Ein alter Konflikt bricht am Dresdner Neumarkt wieder auf, der Streit um Fenster, die nicht geöffnet werden dürfen. Weil es am Kulturpalast nachts zu laut wird, wenn die Technik nach Konzerten abtransportiert wird, hat die Verwaltung eine sogenannte Festverglasung, wie das im Verwaltungsdeutsch heißt, verlangt. Dagegen klagt Bauherr Michael Kimmerle. Die Klage wurde jetzt abgewiesen. „Das bedeutet, unsere Auflagen sind rechtmäßig“, sagt Arne Rehse vom Umweltamt.

Das sieht Kimmerle jedoch ganz anders. „Es handelt sich lediglich um eine Kompromisslösung. Wir bauen 18 Fenster an der Rosmaringasse und dem Jüdenhof um, aber nur, bis die Baywobau auf dem Nachbargrundstück den Schallschutz errichtet hat. Dafür gibt es jetzt eine Baugenehmigung.“ Er kündigt an, weiter zu klagen, wenn es im Fensterstreit keine Lösung gibt.

Das Umweltamt beruft sich auf ein Urteil des Bundesverwaltungsgerichts, danach könne es gar nicht anders entscheiden. Kimmerle bedauert: „In der Stadt könnte viel mehr gemacht werden, wenn die Verwaltung den Investoren nicht immer Steine in den Weg legen würde.“

Dresden verfolgt den Grundsatz, möglichst die Innenstadt dichter zu bebauen. Ziel ist es, die vorhandene Infrastruktur zu nutzen und eine weitere Zersiedlung des Umlands einzuschränken. Damit verschwinden aber Grünflächen, Abstände zwischen den Gebäuden werden geringer. Neue Bewohner rücken bisherigen Mietern auf die Pelle. „Weil die Bauflächen weniger werden, entstehen Wohnungen auf früher gewerblich genutzten Brachen. Damit nehmen die Konflikte zu“, sagt Rehse. Aufgabe seines Amtes ist es, die Bevölkerung vor zu viel Lärm zu schützen. Dazu gibt es gesetzliche Regelungen wie die TA-Lärm. Diese fordert, dass der Lärm außen einen halben Meter vor der Fassade gemessen wird. Damit nützen gute Lärmschutzfenster nichts.

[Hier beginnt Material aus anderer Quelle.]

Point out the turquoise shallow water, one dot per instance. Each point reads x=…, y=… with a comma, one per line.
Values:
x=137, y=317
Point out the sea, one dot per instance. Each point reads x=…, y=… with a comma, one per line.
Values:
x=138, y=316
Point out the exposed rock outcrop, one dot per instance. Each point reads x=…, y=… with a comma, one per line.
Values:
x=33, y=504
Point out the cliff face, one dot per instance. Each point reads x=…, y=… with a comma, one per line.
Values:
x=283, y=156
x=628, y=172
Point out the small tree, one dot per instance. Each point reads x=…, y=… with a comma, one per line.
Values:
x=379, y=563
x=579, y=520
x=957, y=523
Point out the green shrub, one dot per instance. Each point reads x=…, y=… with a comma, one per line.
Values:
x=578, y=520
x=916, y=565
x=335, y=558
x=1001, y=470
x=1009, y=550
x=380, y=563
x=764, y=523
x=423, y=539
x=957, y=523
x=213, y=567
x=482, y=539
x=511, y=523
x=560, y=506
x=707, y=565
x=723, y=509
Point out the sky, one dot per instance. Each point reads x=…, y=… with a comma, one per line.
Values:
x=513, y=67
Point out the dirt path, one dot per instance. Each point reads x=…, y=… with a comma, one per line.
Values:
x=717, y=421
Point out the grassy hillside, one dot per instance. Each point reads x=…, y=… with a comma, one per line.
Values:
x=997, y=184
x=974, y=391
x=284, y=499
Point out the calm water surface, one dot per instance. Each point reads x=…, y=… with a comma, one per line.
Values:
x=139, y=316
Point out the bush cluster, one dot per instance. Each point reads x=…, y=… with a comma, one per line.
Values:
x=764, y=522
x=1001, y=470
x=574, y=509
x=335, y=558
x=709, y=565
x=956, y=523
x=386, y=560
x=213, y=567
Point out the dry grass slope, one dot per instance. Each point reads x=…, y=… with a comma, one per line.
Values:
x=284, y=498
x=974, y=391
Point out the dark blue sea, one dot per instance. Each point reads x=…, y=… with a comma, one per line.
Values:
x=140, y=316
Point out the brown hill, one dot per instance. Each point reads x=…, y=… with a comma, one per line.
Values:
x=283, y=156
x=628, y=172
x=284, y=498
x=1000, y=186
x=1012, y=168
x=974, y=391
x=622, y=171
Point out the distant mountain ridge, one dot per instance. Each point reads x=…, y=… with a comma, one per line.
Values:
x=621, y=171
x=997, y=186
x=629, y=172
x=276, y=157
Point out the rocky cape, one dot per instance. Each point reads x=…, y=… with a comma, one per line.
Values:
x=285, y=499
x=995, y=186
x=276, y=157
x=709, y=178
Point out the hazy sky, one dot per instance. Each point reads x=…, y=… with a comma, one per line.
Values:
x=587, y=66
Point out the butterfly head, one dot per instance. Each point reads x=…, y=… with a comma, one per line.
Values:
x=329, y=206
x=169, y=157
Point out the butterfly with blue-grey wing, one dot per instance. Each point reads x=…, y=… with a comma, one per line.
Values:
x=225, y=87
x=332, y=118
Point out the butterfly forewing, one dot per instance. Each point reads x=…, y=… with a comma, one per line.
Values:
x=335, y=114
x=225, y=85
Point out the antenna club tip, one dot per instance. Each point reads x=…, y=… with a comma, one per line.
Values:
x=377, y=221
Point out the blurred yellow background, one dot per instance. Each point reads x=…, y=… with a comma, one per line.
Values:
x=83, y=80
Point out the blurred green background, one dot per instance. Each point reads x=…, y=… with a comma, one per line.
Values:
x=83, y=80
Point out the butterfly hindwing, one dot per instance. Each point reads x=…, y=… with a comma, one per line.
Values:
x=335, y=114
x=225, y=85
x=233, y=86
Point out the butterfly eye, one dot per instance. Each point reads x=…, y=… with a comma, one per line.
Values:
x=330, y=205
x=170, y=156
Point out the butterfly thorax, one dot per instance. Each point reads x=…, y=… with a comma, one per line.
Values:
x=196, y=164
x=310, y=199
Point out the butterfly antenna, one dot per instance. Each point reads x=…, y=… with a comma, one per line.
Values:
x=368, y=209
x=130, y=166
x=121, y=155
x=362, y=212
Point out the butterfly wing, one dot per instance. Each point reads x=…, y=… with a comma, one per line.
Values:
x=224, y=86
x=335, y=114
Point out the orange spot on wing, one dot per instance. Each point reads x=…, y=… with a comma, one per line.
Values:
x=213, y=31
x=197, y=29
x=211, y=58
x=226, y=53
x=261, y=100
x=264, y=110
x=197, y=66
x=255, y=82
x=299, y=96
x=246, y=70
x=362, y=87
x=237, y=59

Die vor mehr als 40 Jahren beschlossene Lärmverordnung müsse neu geregelt werden, fordert Jörn Walter. Er war von 1991 bis 1999 Chef der Dresdner Stadtplanung und wurde anschließend Oberbaudirektor von Hamburg. Walter war dort maßgeblich am Bau der Hafen-City beteiligt, für die eigens Fenster entwickelt wurden, die selbst in gekipptem Zustand im Inneren die geforderten Lärmschutzwerte einhalten. Kann das ein Vorbild für Dresden sein? Rehse sagt Nein, nicht solange es die gesetzlichen Vorschriften gibt.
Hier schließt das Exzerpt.